Describe Your Company
Once you have your mission statement, you can then discuss the more "technical" aspects of your company. Remember that you're telling your company's story, so even though there are specific areas you will need to cover, you will want to keep it lively and interesting. Some areas you should include are:
- What type of business is it? Wholesale? Retail? Manufacturing? Service?
- When was the company founded? Is it a start-up, or an established enterprise? What is the story behind the founding of the company?
- What is your business' legal structure? Sole proprietorship? Corporation? Partnership?
- Who are the company's principals? What pertinent experience do they bring?
- What market needs will you meet? Who will you sell to? How will your product(s) or service(s) be sold?
- What support systems will be utilized? Customer service? Advertising? Promotion?
- Your company's focus often depends on your market. A small town general store can sell groceries, hardware, newspapers, and gasoline because they may be the only store that sells those items in the area. A larger market would require greater specialization to set yourself apart from the competition.
- Small business owners often get stuck using existing labels which don't accurately describe their companies. Ask yourself what business are you really in? What true benefits do you provide? For example, if you create corporate newsletters, are you just a "newsletter publisher" or do you "help large companies communicate important information to their clients and prospects."
- If you're an established company, give a brief history and cite prior sales and profit figures. If you've had losses or other setbacks, explain why, and discuss what is being done to correct them. Has company ownership changed hands? Be sure to talk about why it was sold.

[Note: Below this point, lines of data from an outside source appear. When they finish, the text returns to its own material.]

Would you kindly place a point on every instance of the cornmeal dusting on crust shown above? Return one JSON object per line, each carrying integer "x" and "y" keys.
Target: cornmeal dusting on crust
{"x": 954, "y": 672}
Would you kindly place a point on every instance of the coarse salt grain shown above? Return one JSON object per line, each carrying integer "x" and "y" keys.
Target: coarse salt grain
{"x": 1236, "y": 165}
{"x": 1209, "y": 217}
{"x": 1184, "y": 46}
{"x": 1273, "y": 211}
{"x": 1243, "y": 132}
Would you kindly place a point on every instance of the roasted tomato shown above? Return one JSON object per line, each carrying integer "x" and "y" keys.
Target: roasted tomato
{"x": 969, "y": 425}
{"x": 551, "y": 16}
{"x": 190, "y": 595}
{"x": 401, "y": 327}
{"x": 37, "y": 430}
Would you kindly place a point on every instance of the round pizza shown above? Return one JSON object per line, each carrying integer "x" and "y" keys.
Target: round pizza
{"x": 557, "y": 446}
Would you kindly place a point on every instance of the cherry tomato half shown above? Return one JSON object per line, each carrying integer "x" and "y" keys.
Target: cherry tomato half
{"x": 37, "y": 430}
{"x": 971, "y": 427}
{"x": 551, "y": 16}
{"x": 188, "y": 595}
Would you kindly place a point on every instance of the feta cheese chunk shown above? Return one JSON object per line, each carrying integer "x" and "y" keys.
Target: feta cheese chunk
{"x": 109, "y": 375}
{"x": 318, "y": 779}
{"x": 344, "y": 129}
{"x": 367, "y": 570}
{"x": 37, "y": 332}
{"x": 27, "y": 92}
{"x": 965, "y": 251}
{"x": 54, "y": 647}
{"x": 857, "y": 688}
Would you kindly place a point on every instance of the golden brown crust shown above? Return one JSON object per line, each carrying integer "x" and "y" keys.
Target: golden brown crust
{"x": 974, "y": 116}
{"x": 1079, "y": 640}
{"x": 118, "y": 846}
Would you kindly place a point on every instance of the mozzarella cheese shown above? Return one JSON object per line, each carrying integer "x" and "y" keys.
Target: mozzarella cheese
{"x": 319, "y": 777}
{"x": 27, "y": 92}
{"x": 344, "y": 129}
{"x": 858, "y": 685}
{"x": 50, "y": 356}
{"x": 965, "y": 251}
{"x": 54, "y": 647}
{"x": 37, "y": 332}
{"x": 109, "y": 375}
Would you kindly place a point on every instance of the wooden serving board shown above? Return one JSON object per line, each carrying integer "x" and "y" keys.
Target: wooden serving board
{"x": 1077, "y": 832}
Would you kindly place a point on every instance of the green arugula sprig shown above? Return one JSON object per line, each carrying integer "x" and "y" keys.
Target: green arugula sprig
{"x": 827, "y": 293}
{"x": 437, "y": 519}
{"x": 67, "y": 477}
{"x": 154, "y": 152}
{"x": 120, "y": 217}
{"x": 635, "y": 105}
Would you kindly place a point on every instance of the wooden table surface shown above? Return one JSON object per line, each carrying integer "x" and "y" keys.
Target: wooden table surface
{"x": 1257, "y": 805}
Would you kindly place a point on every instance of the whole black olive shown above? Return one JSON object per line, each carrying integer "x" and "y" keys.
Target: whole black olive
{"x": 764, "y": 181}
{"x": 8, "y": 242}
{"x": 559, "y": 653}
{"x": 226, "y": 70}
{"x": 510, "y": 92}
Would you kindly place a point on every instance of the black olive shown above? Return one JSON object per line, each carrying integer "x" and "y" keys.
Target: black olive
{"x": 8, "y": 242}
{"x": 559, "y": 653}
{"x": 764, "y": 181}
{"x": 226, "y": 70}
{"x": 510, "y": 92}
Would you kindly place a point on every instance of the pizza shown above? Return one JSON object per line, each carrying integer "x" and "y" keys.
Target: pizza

- When discussing the company's principals, you don't need to run a complete resume – save that level of background for later in the plan. But don't be too brief, either. Don't just say "Ajax Financial Services is being founded by Jean Smith." Instead, it's stronger to write something like, "Founder and President Jean Smith, former Chief Financial Officer of Acme Industries, brings 25 years of experience in financial services to Ajax Financial Services."